Divorcees in dash to grab partners' pensions
Booming stock markets, historically high pension valuations and a raft of legislative changes have led to a 43pc rise in pension cash being split as part of divorce settlements.
The startling increase comes as the overall rates of divorce continue to fall across Britain, suggesting divorcees are increasingly targeting their former partners' pensions .
New Ministry of Justice figures show there were 11,503"pension sharing orders" in the 2016-17 tax year, compared to 8,027 in 2015-16, a 43pc increase. In 2014-15 there were 8,792.
Orders are issued by courts following a divorce or dissolution of a civil partnership – and set out what share of a pension an ex-wife or husband will receive.
Several converging factors are thought to be increasing lawyers' focus on pension assets. One reason is soaring share prices across many of the world's major stock markets.
Cash offers which transfer"final salary" type pension entitlements into other arrangements are also at record highs. Multiples of 40 are not uncommon: this means a £20,000 a year pension income is effectively turned into £800,000 cash.
A further factor is that since 2015 the"pension freedom" reforms have meant over-55s have greater control over how they use their savings. Where previously they were forced to buy an annuity, paying a monthly income, now they can make one or several cash withdrawals whenever they like.
Toby Yerburgh, a partner at Collyer Bristow, a law firm, said pension pots have been"an obvious target for years".
He said:"Their importance has kept growing. The bigger the value of these pension pots the more potential for arguments and misunderstandings."
"With the average transfer value of final salary scheme being over £210,000 there is a lot of stake, especially among higher earners."
Establishing a sharing order can cost thousands of pounds, depending on the complexity of the plan being split. With smaller value pensions, the need for an order can be avoided by one person taking the pension and the other taking a different asset, such as a property.
But, warned Ian Browne, of pension firm Old Mutual Wealth, higher pension values make this more difficult and sharing orders are often unavoidable.
Mr Browne said in some cases a divorcee would receive hundreds of thousands of pounds into a personal pension despite having no investing experience.
"They need to understand how to invest that for the future and ensure that when they do need to take income they do so tax efficiently."
Rules on pension sharing vary across Britain.
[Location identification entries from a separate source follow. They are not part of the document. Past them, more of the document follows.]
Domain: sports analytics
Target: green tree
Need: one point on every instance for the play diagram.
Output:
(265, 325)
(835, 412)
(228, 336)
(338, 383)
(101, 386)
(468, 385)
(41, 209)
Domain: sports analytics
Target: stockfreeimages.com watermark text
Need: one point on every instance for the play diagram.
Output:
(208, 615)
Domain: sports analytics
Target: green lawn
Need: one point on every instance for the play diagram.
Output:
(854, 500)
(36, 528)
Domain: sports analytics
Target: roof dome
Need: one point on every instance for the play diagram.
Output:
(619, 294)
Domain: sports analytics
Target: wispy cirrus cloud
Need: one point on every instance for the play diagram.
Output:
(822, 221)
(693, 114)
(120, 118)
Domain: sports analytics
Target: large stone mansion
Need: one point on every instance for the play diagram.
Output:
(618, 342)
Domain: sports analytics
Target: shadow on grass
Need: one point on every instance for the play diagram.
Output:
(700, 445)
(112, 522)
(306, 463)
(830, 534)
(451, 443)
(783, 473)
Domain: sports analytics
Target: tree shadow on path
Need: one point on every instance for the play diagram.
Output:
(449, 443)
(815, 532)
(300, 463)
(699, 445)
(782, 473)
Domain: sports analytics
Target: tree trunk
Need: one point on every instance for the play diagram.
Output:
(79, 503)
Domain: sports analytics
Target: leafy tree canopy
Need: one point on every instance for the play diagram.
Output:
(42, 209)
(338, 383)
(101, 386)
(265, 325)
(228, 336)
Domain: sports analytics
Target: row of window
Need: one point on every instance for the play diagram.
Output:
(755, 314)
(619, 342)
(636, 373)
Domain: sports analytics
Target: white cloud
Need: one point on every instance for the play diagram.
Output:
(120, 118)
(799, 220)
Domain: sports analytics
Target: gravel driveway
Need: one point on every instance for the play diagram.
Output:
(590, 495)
In Scotland, the value of split pensions only relate to the period during the relationship, while in England all pension assets are taken into account.
While fewer people are getting divorced in total (down 28pc between 2005 and 2015) greater numbers of over-65s are both getting married and separating.
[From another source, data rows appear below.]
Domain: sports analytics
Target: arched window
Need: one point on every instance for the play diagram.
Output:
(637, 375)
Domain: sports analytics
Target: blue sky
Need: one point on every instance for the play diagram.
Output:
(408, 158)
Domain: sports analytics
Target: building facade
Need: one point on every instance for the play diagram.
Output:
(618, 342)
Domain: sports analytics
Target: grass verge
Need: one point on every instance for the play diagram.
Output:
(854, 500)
Office for National Statistics data published last month, but relating to 2014, shows a 46pc rise in the number of people getting married over 65, from 7,468 in 2004 to 10,937 in 2014. The number of men aged at least 65 divorcing also went up – by 23pc and women by 38pc over the last decade.
This rise is notable even in the context of an ageing population and the impact of the"baby boomer" generation, the ONS said.